The risk increased with hip size and with the length of time the baby was in the womb.

Babies carried by wider-hipped women for the full 40 weeks of gestation or longer were 3.7 times more likely to develop breast cancer.

Adding the existence of elder siblings into the equation took the risk to more than seven-fold.

The developing baby is exposed to the most maternal oestrogen at the start and at the end of pregnancy.
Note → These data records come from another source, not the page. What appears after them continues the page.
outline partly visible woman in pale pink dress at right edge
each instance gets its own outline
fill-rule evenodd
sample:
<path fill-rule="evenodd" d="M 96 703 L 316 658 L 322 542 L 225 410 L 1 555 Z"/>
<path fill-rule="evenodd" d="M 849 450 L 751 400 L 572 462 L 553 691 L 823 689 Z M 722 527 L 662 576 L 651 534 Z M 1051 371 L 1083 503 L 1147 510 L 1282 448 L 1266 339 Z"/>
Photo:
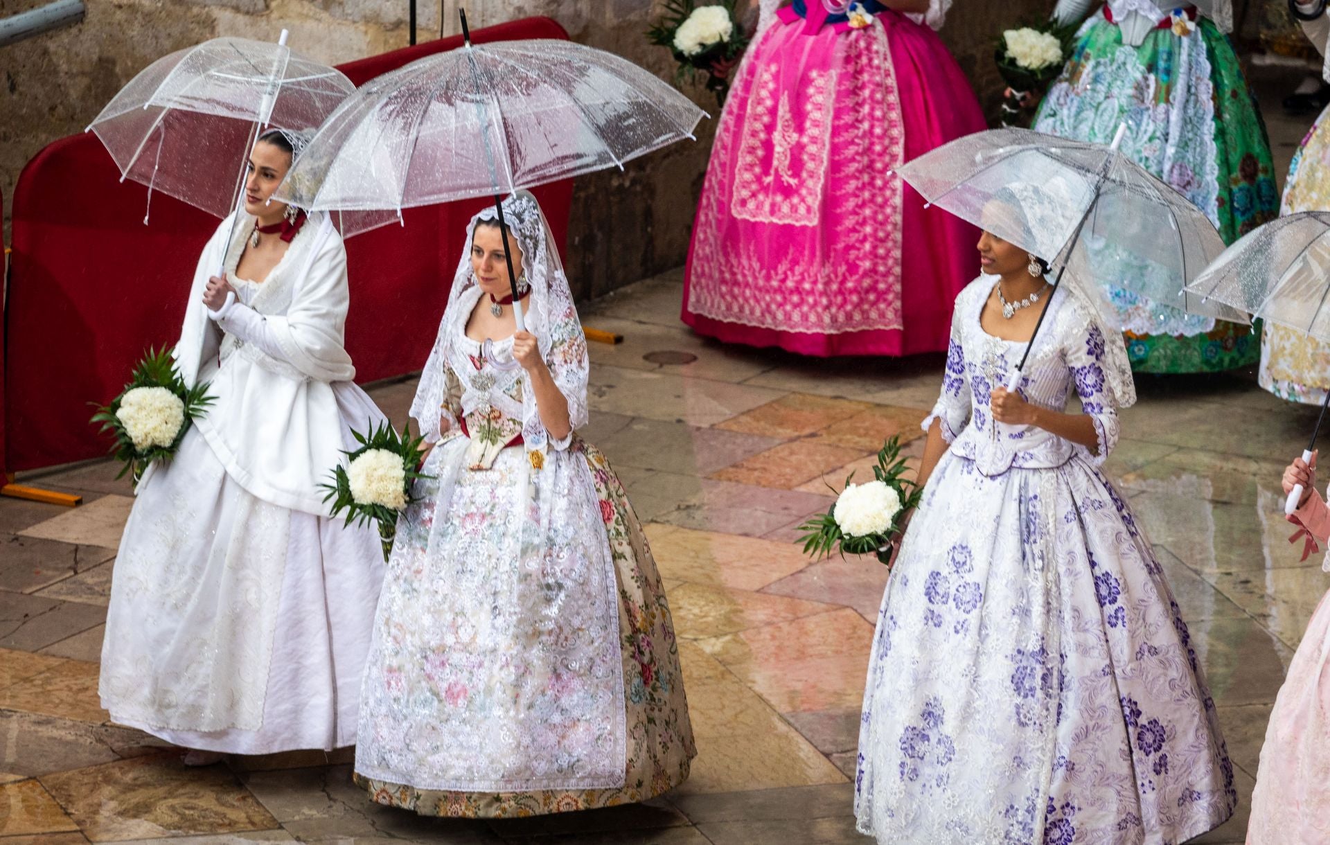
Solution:
<path fill-rule="evenodd" d="M 1315 490 L 1315 455 L 1283 471 L 1283 492 L 1302 484 L 1302 503 L 1289 522 L 1301 527 L 1306 551 L 1330 539 L 1330 506 Z M 1294 539 L 1302 539 L 1298 535 Z M 1330 558 L 1325 568 L 1330 571 Z M 1252 793 L 1248 845 L 1330 842 L 1330 593 L 1322 596 L 1289 676 L 1270 712 L 1261 768 Z"/>

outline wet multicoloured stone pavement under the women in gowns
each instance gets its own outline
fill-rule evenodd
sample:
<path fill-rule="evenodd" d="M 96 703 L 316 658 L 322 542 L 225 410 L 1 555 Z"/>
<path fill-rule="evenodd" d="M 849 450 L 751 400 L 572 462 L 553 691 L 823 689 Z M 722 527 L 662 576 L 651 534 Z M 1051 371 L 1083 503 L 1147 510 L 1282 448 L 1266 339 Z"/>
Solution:
<path fill-rule="evenodd" d="M 348 752 L 186 769 L 180 752 L 108 724 L 97 701 L 106 595 L 129 487 L 94 462 L 24 480 L 76 510 L 0 500 L 0 845 L 420 841 L 741 845 L 864 842 L 851 785 L 872 560 L 807 560 L 793 540 L 841 483 L 918 423 L 940 357 L 805 361 L 728 349 L 677 321 L 681 275 L 584 309 L 622 333 L 592 345 L 592 424 L 648 526 L 682 640 L 700 756 L 646 805 L 473 822 L 370 804 Z M 669 354 L 661 354 L 669 353 Z M 371 393 L 403 421 L 414 381 Z M 1250 374 L 1140 379 L 1109 468 L 1184 608 L 1238 769 L 1244 806 L 1198 842 L 1241 842 L 1265 723 L 1330 584 L 1287 543 L 1277 484 L 1314 422 Z"/>

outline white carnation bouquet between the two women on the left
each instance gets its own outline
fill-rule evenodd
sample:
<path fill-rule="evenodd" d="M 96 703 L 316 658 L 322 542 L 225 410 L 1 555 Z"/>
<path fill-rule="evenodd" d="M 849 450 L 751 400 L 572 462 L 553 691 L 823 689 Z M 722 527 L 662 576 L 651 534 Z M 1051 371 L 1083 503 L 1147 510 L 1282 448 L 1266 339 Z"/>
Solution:
<path fill-rule="evenodd" d="M 347 464 L 332 470 L 331 484 L 319 484 L 329 491 L 323 500 L 332 502 L 334 516 L 346 511 L 348 526 L 363 526 L 374 520 L 386 562 L 398 535 L 398 516 L 415 502 L 411 483 L 418 478 L 428 478 L 418 471 L 426 452 L 420 448 L 424 438 L 399 435 L 388 423 L 376 426 L 368 435 L 359 431 L 352 431 L 351 435 L 360 448 L 343 452 Z"/>

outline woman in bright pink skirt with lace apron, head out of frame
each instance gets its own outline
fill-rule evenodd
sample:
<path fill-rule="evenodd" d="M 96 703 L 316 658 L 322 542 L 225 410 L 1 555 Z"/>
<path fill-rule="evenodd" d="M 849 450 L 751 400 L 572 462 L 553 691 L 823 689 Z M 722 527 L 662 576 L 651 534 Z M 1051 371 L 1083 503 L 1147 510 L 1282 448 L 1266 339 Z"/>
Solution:
<path fill-rule="evenodd" d="M 934 32 L 951 0 L 778 5 L 721 116 L 684 322 L 805 355 L 942 351 L 979 236 L 894 170 L 984 128 Z"/>

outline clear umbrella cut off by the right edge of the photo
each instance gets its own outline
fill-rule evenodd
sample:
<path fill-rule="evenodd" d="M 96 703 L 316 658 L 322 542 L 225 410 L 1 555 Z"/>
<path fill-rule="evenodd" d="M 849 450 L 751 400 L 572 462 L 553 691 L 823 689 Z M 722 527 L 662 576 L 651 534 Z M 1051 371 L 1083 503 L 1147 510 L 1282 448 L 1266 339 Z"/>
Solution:
<path fill-rule="evenodd" d="M 1330 341 L 1330 212 L 1302 212 L 1267 222 L 1228 248 L 1188 291 Z M 1327 405 L 1330 391 L 1303 460 L 1311 460 Z M 1302 492 L 1297 487 L 1289 495 L 1289 514 L 1297 510 Z"/>

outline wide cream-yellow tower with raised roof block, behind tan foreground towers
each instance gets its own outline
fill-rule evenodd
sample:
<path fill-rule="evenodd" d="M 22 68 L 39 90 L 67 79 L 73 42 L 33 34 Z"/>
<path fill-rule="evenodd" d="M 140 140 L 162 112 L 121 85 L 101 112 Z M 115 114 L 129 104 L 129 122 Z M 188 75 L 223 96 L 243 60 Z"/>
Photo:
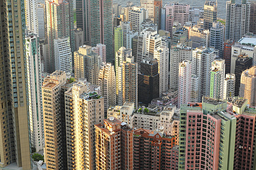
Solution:
<path fill-rule="evenodd" d="M 74 53 L 75 78 L 84 79 L 92 84 L 98 83 L 98 73 L 100 72 L 101 58 L 92 52 L 92 47 L 83 45 Z"/>

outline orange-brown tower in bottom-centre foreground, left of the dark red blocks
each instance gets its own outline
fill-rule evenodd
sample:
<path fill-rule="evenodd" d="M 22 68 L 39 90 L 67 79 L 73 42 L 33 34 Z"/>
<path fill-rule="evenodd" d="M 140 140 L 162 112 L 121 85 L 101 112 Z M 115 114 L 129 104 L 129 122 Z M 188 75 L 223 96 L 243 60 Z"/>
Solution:
<path fill-rule="evenodd" d="M 95 136 L 96 169 L 133 169 L 133 129 L 125 122 L 105 119 L 95 125 Z"/>

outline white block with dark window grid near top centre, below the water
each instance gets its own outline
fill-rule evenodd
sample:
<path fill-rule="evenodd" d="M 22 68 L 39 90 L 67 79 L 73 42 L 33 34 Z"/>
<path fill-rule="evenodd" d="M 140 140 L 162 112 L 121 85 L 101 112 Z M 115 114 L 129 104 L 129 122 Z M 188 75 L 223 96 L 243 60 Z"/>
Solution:
<path fill-rule="evenodd" d="M 143 8 L 134 7 L 129 11 L 129 22 L 131 22 L 131 29 L 141 32 L 141 23 L 148 19 L 148 11 Z"/>

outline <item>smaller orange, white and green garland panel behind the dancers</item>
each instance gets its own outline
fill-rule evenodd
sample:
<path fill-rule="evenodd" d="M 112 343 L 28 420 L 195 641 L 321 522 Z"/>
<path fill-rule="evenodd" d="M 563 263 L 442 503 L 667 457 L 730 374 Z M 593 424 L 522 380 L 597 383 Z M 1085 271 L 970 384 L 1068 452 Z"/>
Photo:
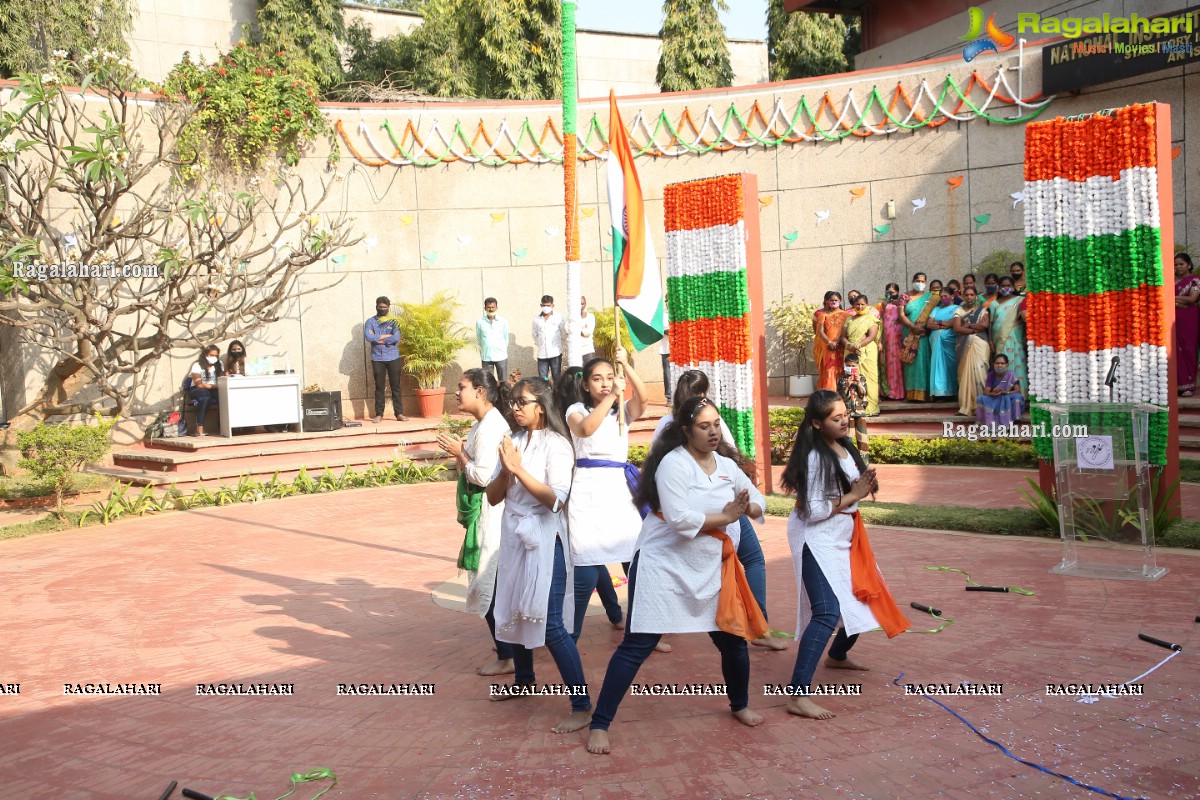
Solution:
<path fill-rule="evenodd" d="M 754 350 L 746 290 L 745 198 L 739 175 L 664 190 L 671 381 L 708 375 L 708 397 L 743 453 L 755 455 Z"/>

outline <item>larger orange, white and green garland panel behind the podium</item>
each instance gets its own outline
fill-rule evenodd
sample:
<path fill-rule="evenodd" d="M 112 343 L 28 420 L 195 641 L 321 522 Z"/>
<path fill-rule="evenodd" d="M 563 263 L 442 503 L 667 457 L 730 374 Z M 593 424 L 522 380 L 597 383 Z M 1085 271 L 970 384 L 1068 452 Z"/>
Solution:
<path fill-rule="evenodd" d="M 1025 128 L 1025 251 L 1031 419 L 1039 403 L 1105 403 L 1104 378 L 1121 359 L 1114 402 L 1168 405 L 1168 331 L 1162 299 L 1156 106 L 1129 106 Z M 1076 419 L 1078 416 L 1078 419 Z M 1092 429 L 1129 428 L 1128 414 L 1072 414 Z M 1151 415 L 1153 464 L 1166 463 L 1168 413 Z M 1034 439 L 1054 455 L 1050 437 Z"/>

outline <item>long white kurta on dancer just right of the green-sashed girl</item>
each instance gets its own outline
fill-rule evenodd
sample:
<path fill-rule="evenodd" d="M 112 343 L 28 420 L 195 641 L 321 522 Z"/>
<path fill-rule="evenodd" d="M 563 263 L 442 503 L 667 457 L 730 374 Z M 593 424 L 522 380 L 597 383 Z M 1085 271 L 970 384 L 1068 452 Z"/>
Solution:
<path fill-rule="evenodd" d="M 551 431 L 524 431 L 512 435 L 521 451 L 521 467 L 535 480 L 546 483 L 558 498 L 553 509 L 544 506 L 521 481 L 509 476 L 504 495 L 500 534 L 499 572 L 496 577 L 496 638 L 500 642 L 540 648 L 546 643 L 545 613 L 554 570 L 554 540 L 563 540 L 566 560 L 566 587 L 563 597 L 563 625 L 575 624 L 575 585 L 571 567 L 570 537 L 563 504 L 571 492 L 575 453 L 571 444 Z M 524 577 L 529 581 L 524 581 Z"/>

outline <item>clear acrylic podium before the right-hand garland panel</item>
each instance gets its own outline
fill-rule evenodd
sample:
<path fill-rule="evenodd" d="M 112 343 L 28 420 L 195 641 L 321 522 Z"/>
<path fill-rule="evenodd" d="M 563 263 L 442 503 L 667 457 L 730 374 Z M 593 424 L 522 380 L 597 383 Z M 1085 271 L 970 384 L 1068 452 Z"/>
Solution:
<path fill-rule="evenodd" d="M 1145 403 L 1043 404 L 1050 414 L 1062 563 L 1058 575 L 1157 581 L 1150 416 Z M 1086 432 L 1086 435 L 1080 435 Z"/>

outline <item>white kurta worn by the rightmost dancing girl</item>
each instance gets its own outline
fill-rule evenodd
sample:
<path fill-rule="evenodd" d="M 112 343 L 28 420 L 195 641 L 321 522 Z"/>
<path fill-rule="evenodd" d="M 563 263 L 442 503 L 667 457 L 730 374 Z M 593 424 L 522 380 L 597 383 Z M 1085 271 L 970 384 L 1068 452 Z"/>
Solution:
<path fill-rule="evenodd" d="M 812 619 L 812 604 L 809 602 L 809 594 L 804 589 L 804 578 L 800 573 L 800 558 L 804 546 L 821 566 L 829 587 L 838 596 L 838 604 L 841 607 L 841 624 L 846 627 L 846 633 L 853 636 L 878 627 L 880 624 L 871 614 L 871 609 L 863 601 L 854 596 L 854 589 L 850 577 L 850 543 L 854 535 L 854 521 L 848 513 L 833 513 L 833 504 L 841 494 L 836 492 L 833 498 L 826 497 L 826 487 L 818 483 L 820 455 L 809 455 L 808 469 L 808 518 L 800 517 L 797 511 L 787 518 L 787 543 L 792 547 L 792 563 L 796 566 L 796 594 L 799 596 L 799 608 L 797 609 L 796 638 L 799 639 Z M 854 459 L 846 453 L 840 459 L 841 469 L 851 482 L 858 480 L 858 467 Z M 853 513 L 858 504 L 853 504 L 844 511 Z"/>

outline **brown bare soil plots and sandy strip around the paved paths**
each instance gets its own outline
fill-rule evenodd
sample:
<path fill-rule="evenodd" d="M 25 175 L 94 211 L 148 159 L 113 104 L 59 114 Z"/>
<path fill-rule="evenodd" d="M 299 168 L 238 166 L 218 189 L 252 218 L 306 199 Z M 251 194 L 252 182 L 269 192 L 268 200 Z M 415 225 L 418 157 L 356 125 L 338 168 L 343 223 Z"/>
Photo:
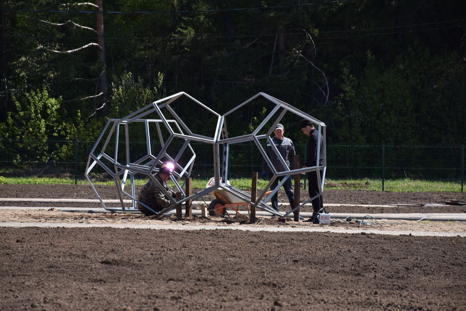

Prof Barker said his findings, reported in the American Journal of Human Biology, could lead to the development of a drug that prevents breast cancer in just three years.

Given to pregnant women, it would lower levels of oestrogen, preventing the developing baby from breast cancer in later life.

"This is a very exciting time," he said.

"Breast cancer is the most feared cancer among women but how to prevent it has got completely stuck.

"I don't see there are huge barriers into translating this into prevention."

It is unclear whether such a drug would be effective against all types of breast cancer.

Prof Barker added that the idea of a mother-to-be's hormones triggering the disease in her daughters was not new.

Women whose mothers took a hormonal pregnancy "wonder drug" are already known to have double the risk of the disease.

A synthetic version of oestrogen - diethylstiboestrol or DES - left the horrific legacy after being routinely prescribed from the 1940s to 1970s to prevent miscarriage.

Dr Lesley Walker, of Cancer Research UK said more research was needed to confirm the link between hip size and breast cancer in the next generation.

She said: "The importance of oestrogen in stimulating the growth of breast cancer is well known.

"While this study appears to show an effect that crosses a generation, we would need to see the results confirmed in followup studies.

"Cancer Research UK encourages all women to be breast aware and attend screening when invited."